13. Islam, M. Raman Amplifiers for telecommunications: Physical principles; Springer: 175 Fifth Avenue, New York, NY 10010, USA, 2014. pp 3. Line 239.

 

3. Line 29: “1.1 to 1.7-nm”. Perhaps the authors mean micrometers, not nanometers

the suggestion was made.

Line 40: “From de interaction...” English should be polished

The propagation along z of the pumping power and the Stokes signal generate two points of interest; the critical power and the maximum power delivered by the Stokes lines [9].  Line 43.

 

Line 151: “...[9]. Where...” should be “...[9], where...”

the suggestion was made. Line 174

Reviewer 4 Report

Please see attachments.

Comments for author File: Comments.pdf

Author Response

Thank you very much for your comments.
The points were attended:

1.- We have added the suggested references to the "introduction" of the manuscript.
2.- The main idea of this work is to quantify the pumping power for which Stokes is maximum, while the article with reference [de la Cruz-May, L.; Alvarez-Chavez, J.A.; Mejia, E. B.; Flores-Gil, A.; Mendez-Martinez, F.; Wabnitz, S. Raman threshold for nth-order cascade Raman amplification.] only predicts the value of Stokes of order N, taking into account the constant of R.G. Smith for a pure silica fiber and not for a telecommunications fiber.

 

Round 2

Reviewer 2 Report

Thank you for revision!

The manuscript has been improved. 

Could you please provide spectral data with dBm scale and indicate the spectral resolution used?

Author Response

Dear Reviewer.

We have added the spectral resolution data.

Thanks for the suggestion.

Reviewer 4 Report

Comments for author File: Comments.pdf

Author Response

 

 

Dear reviewer.

 

We have attended to the suggestions that you make to the manuscript, an action that we appreciate. We have rewritten the last paragraph considering your suggestions, and adding information about the novelty of the manuscript.

 

 

"In general, when studying the propagation along z of the pumping power and the Stokes signals, besides the thresholds for the Stokes generations, one focus its attention on certain points of interest such as the critical powers and the maximum power delivered by the Stokes lines. The equations that govern the propagation of the pump and Stokes signals have been solved before; such a solution is an analytical equation which allows estimating the power necessary to reach the critical power and the maximum power of the first Stokes [12]. Such estimations were made using the R.G. Smith constant of ~16 [8].

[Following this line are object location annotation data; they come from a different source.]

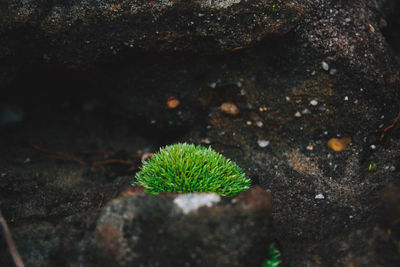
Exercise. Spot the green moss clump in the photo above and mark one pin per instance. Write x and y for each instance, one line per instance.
(185, 168)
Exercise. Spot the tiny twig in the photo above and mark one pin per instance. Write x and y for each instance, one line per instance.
(10, 242)
(69, 157)
(100, 164)
(101, 197)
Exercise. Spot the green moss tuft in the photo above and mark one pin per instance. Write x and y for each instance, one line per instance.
(185, 168)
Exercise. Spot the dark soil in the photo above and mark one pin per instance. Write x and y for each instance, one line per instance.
(53, 181)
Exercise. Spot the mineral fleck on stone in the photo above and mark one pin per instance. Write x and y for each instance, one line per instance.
(229, 108)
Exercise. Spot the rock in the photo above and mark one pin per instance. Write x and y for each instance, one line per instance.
(81, 31)
(263, 143)
(199, 229)
(229, 108)
(324, 66)
(172, 103)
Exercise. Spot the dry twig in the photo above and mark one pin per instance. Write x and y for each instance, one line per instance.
(10, 242)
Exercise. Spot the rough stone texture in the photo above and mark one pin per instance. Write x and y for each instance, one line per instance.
(142, 230)
(118, 111)
(79, 33)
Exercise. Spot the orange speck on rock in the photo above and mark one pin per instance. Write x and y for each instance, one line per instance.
(339, 144)
(172, 102)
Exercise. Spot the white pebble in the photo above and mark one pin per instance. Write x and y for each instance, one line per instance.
(263, 143)
(324, 66)
(191, 202)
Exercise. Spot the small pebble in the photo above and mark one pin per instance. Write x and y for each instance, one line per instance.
(229, 108)
(339, 144)
(263, 143)
(172, 102)
(259, 124)
(324, 66)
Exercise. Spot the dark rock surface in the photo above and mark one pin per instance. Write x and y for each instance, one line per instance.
(204, 230)
(112, 106)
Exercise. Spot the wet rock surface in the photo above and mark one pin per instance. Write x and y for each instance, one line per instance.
(328, 73)
(141, 230)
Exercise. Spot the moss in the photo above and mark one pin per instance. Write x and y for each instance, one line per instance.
(185, 168)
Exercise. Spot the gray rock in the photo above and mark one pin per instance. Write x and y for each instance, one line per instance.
(146, 230)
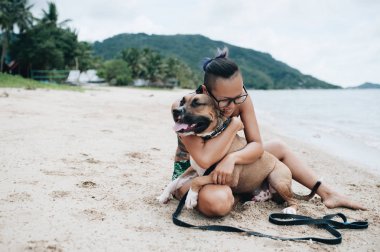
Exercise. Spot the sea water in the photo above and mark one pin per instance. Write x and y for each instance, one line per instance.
(344, 122)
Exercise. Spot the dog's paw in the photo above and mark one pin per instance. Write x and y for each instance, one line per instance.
(289, 210)
(164, 198)
(191, 199)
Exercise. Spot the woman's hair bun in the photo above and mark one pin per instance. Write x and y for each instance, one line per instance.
(221, 53)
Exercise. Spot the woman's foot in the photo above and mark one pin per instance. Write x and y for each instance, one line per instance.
(334, 199)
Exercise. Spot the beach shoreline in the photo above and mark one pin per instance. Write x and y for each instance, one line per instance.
(82, 170)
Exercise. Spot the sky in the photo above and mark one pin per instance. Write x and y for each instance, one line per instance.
(337, 41)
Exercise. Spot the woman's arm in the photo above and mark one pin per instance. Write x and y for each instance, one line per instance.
(254, 148)
(249, 154)
(207, 153)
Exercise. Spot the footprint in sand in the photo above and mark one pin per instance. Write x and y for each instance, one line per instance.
(87, 184)
(93, 214)
(17, 197)
(42, 246)
(59, 194)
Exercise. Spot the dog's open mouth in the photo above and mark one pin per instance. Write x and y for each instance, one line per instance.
(190, 128)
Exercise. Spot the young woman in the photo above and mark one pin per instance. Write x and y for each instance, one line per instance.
(224, 83)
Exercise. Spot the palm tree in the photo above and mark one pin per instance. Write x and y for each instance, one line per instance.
(51, 16)
(13, 13)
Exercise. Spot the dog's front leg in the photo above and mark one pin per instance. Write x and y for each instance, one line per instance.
(196, 185)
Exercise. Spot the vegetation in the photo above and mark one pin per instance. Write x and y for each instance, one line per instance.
(40, 44)
(46, 44)
(12, 13)
(14, 81)
(260, 70)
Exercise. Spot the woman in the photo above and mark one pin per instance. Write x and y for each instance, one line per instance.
(224, 83)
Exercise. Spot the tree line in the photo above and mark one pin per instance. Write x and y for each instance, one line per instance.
(30, 43)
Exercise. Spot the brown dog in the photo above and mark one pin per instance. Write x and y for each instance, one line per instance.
(197, 114)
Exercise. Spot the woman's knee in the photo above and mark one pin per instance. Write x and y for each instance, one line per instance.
(276, 147)
(215, 200)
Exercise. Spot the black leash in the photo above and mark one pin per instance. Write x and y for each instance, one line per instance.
(326, 222)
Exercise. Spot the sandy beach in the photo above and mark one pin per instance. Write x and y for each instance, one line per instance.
(80, 171)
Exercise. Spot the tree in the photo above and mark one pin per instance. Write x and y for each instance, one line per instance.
(51, 16)
(13, 13)
(116, 72)
(47, 45)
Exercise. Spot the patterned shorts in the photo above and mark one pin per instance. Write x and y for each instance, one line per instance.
(180, 167)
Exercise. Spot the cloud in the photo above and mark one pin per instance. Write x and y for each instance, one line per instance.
(336, 41)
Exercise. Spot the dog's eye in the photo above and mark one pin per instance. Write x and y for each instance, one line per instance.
(182, 102)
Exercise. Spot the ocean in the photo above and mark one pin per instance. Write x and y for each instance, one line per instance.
(345, 122)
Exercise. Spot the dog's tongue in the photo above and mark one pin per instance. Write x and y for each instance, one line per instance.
(178, 126)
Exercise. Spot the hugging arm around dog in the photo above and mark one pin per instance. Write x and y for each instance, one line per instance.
(207, 153)
(223, 82)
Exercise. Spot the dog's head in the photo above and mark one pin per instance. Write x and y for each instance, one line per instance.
(194, 114)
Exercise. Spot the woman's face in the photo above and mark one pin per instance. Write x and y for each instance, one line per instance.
(228, 88)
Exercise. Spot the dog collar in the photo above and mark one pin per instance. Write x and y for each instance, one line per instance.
(217, 131)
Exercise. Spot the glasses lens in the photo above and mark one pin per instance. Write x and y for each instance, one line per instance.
(224, 103)
(240, 99)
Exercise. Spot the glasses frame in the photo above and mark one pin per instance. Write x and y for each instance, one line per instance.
(229, 99)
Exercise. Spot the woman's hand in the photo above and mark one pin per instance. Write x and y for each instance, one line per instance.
(222, 174)
(236, 123)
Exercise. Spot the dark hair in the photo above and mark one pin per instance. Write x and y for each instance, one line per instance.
(220, 66)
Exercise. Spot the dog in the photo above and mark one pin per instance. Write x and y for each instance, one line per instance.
(266, 178)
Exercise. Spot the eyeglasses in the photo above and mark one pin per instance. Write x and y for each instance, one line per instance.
(227, 101)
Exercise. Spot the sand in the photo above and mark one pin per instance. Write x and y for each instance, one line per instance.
(80, 171)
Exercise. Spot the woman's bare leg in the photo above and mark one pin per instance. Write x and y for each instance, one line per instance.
(304, 175)
(213, 200)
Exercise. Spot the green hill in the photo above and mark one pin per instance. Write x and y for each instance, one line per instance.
(260, 70)
(368, 85)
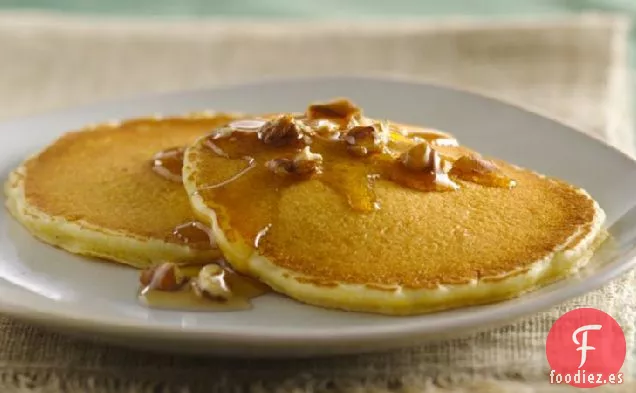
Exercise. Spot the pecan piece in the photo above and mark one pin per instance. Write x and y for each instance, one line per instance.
(422, 157)
(164, 277)
(478, 170)
(364, 140)
(281, 131)
(303, 164)
(341, 109)
(211, 283)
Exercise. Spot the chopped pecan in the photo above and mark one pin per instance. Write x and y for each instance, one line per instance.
(164, 277)
(281, 131)
(422, 157)
(211, 283)
(478, 170)
(341, 109)
(304, 163)
(364, 140)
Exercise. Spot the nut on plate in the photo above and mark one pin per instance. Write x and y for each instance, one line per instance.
(305, 163)
(211, 283)
(164, 277)
(281, 131)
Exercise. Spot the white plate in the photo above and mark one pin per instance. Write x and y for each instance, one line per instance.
(48, 286)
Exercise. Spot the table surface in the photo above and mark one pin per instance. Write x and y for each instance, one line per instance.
(322, 8)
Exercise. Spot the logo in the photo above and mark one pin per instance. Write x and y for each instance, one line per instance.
(586, 348)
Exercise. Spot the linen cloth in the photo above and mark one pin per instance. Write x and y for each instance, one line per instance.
(571, 68)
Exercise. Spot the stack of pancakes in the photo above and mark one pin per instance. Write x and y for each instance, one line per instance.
(318, 238)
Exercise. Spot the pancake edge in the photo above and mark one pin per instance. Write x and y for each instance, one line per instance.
(564, 260)
(91, 240)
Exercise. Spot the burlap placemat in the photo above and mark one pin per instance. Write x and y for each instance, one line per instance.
(572, 68)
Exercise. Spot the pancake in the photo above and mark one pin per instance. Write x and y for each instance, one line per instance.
(377, 230)
(95, 192)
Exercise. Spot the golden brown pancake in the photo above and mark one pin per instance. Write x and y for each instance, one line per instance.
(367, 232)
(95, 192)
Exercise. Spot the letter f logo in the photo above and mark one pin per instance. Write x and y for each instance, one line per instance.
(583, 344)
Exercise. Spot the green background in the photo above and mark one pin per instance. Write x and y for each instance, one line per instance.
(321, 8)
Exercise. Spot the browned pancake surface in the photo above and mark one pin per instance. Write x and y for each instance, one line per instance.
(415, 240)
(103, 176)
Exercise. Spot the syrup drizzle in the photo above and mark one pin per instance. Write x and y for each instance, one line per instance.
(169, 163)
(193, 234)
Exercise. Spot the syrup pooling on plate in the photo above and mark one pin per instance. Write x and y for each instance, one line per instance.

In the present work, we are investigating the typical structures of Raman fiber lasers, with the aim of calculating the pump powers at which the critical powers occur as well as the maximum powers reached at each subsequent Stokes before generating the next one, in telecom optical fibers. Our work was mainly focused in obtaining wavelengths close to 1175-nm as these are important to generate laser emission by frequency doubling in the yellow spectral region, useful for medical applications as well as “artificial star” projection on the sky for astronomical telescopes calibrations [13-15]. In particular, we are proposing a general expression that allows us to calculate the maximum pumping power necessary for any Stokes to reach its maximum power."

 

 

 

 

We have also removed figure 4. and in its place we have replaced the following text " the experimental results are similar to those shown in figure 4 of the reference [12]. "

 

Author Response File: Author Response.pdf

Round 3

Reviewer 4 Report

I suppose that the manuscript under revision can be published in MDPI Photonics in the current state.

However, I encourage the Authors to take the previously expressed comments into account in their future investigations.

Author Response

Dear Reviewer.

Thank you for your comments, they will be taken into account for future investigations.